Can the truth have two sides?

04 July 2011 - 00:03 By Joe Latakgomo

Lehlohonolo Moagi, who describes himself as an avid newspaper reader, called to take issue with me on the concept of "truth".

He seemed to believe I suggested in a previous column that there are different levels of truth, and drove me to suggest that there is only one truth, which is what newspapers should be publishing.

If that is the case, he argued, why should newspapers be required to publish both sides of the story, because, invariably, both sides cannot be true - one side would be untrue in most cases and therefore newspapers would be guilty of spreading an untruth.

I would like to think he was looking at this issue from a philosophical point of view, rather than as an absolute. Yet, it got me thinking - as it must, and will, many an editor and newspaper critic.

Journalist, philosopher and political commentator Walter Lippman (Lippman House, home of the Nieman Programme for Journalism at Harvard University, is named after him) once said he did not assume that news and truth were synonymous.

For him, "the function of news is to signalise an event, the function of truth is to bring to light the hidden facts, to set them in relation with each other, and make a picture of reality on which men can act".

And then he made a statement with which we as journalists are possibly all in agreement, saying news is "imperfectly recorded" - as is perhaps all history.

Imperfect though it is, it is still the most reliable record of a nation's life and times. It is still the best indicator of the levels of freedom a nation enjoys. It is still the best social and political barometer of a country.

No journalist can claim he had collected "all the facts" of a news event nor, if he had done so, that his newspaper would have been able to publish "all the facts" about every news item in the paper. And if the newspaper could publish "all the facts", no reader would have been able to read them all.

Moagi also argues that newspapers are often guilty of distortion by omission, an accusation critics and government regularly make.

ANC Youth League leader Julius Malema calls for land-grabbing by the government and the ANC quickly refutes this, adding that it is not ANC nor government policy, Moagi says. But President Jacob Zuma gets up at Albertina Sisulu's funeral and sings about whites having to "let go of our land", and the media ignores it. This, coming from the president, is clearly significant. And then he slams Malema in a subsequent statement.

"Is it coincidence that Malema and Zuma both speak, in different ways, about taking back the land? And why has the media ignored this?" Moagi asks.

Instead, Hogarth, in the Sunday Times, suggests that Zuma "must be the last person in the country who still doesn't have an opinion" on land seizure, he points out.

However, with all the imperfections, and the tortuous nature of news, it is still incumbent on journalists to present the facts that are considered significant to the story in an unbiased manner, and not to slant the story, or to ignore statements of national importance.

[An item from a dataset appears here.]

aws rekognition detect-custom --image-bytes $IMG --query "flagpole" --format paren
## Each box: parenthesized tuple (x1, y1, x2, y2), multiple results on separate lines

Which brings me back to Moagi's thesis: there is clearly merit in what he is saying. The fundamental principle of right of reply means that if an allegation is made against a person, he has the right to present his side of the story and for his side to be given equal prominence.

The argument that journalists use, and which, it seems to me, is the only logical way to deal with it, is that the reader will make up his or her own mind after being presented with both sides. The reader will decide which of the two parties is telling the truth. That, at least, is the theory.

But should journalists be obliged to publish information, knowing it to be false, because it is the affected party's right to state his case? Should such blatant untruths be challenged pre-publication, and how can this be done without being perceived to be prejudiced?

Journalists and their editors should not play God and make such judgments, though. Their responsibility is to present the facts as they have gathered them. The unwanted result of this approach is that readers judge newspapers, rather than the people who provide the information, as "reporting lies".

This is why the credibility of newspapers has been deteriorating over the years, and the strident calls by government and critics like the ANC Youth League are exacerbating this.

Newspapers are merely packages for the news - and some package the news better than others.